Microorganisms have always posed a challenge for the genet idea. As noted above (The Asexual Lifestyle), although members of a clone are essentially identical initially, they diverge genetically over time due to somatic mutation and other processes. For the genet idea to hold, it is not necessary for daughter cells in a mitotic lineage to be genetically identical. Rather, the complication for microbes is mainly that the nature, occurrence, and transmission of a genetic change is often haphazard and may occur outside the conventional sexual cycle. Formation of the bacterial recombinant is not tied to a particular divisional event, a morphological structure, or a characteristic life cycle stage such as reproduction, dormancy, or dispersal. The recombinant cells are frequently not even evident in a mixed population unless identifiable phenotypic traits such as auxotrophic markers are involved. Some eukaryotic microbes (e.g., the ascomycete and zygomycete fungi) typically are diploid only very briefly, so the nature of the event triggering a new genet is not clear, unlike the usual case among plants and animals (for elaboration of this point see Anderson and Kohn 1995).
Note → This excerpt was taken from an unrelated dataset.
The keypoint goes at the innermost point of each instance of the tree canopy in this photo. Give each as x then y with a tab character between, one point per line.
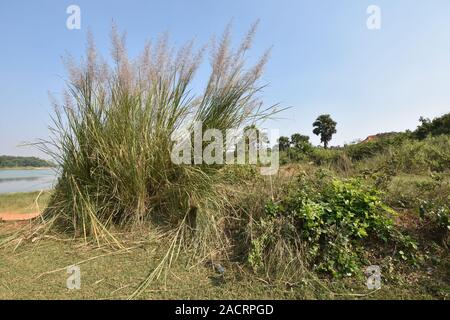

Fungi, perhaps uniquely among organisms, tend to fuse upon contact. While such comingling tends to be restricted by vegetative incompatibility systems to close relatives, a single fungal thallus may exist as a genetic mosaic, with genetically different nuclei operating within a common hyphal cytoplasm (Peabody et al. 2000; James et al. 2008; Roper et al. 2013) or spore (Kuhn et al. 2001). As we have seen, by way of heterokaryosis and parasexuality, mutational and recombinational events can be expressed, transferred clonally, and exposed to natural selection independently of fertilization. The evolutionary implications of migration of new genes through an existing genet, followed by change in phenotype and outgrowth of a new genet, present complications to conventional modular theory, a topic taken up in detail in Chap. 5. This fungal situation does not arise with unitary organisms because the germ cells are segregated from the soma, and within other modular life forms this kind of gene migration would be rare, if not unique. Thus, while genets can be visualized clearly for most macroorganisms, the concept must be applied somewhat abstractly for some and perhaps most microorganisms.

The preceding foray into potentially heritable somatic variation is necessary because it documents that genetic variation occurs at many levels, including the cellular, as well as those of the so-called ‘physiological’ and ‘genetic’ individual. This challenges the dogma that the developing product of the zygote (by which is implied a single entity arising from gametic fusion) is the unit of variation. It means, on balance, that the concept of a genet is an ideal that is more or less approximated in various phyla. The unitary organisms, most clearly illustrated by the vertebrates, come closer than do modular life forms (many invertebrates, plants, fungi) in behaving as genetic individuals. As reviewed earlier in this chapter, molecular biology is showing that mobile genetic elements can move among chromosomes of a cell, among cells, and between the somatic and germ lines. One consequence of this fluidity is increased somatic variation and potentially a direct route from soma to gametes. Even in the case of unitary macroorganisms, the concept of the genetic individual must now be revised to reflect more flexibility and fluidity.